El arte de reproducir árboles en miniatura, proviene de China, esto es un verdadero arte, llamado “arte del bonsái”. Estos arbolitos, son una gran delicia decorativa en los jardines orientales, algo digna de admiración por sus delicadas estructuras.

Actualmente, este arte japonés se ha extendido mundialmente, dejando a un lado, los típicos bonsáis tan costosos. Se utiliza incluso como medio de relajación y buen pasatiempo, sobre todo, para las personas mayores. Las técnicas a utilizar son muy sencillas y se requiere de mucha paciencia.

Cuando este arte nació, se le llamaba Pen-Jin y solamente trataba árboles con tronco leñoso (pino, ciruelos, cañas de bambú).

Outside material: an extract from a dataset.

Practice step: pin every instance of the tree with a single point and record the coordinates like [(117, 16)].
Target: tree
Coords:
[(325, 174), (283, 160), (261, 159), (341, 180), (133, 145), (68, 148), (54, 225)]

Su origen proviene desde los años 618-906 a.C.

Los árboles que cultivaban, los hallaban en el monte y cuidadosamente se les podaba para darles la forma original. Como todas las culturas ancestrales, creó sus creencias y leyendas, pues la secta Zen, los cultivaba por creer acercarse más a su Dios, poco a poco, se fue culturizando, formando parte de la sociedad oriental que lo adoptó como un arte, añadiéndole técnicas especializadas.

Cuando Inglaterra y Japón, comenzaron a tomar contacto, este arte se extendió, mezclando así especies exóticas europeas de todo tipo. Fue así como más tarde se extendió a París y de ahí al resto de Europa después de la Segunda Guerra Mundial.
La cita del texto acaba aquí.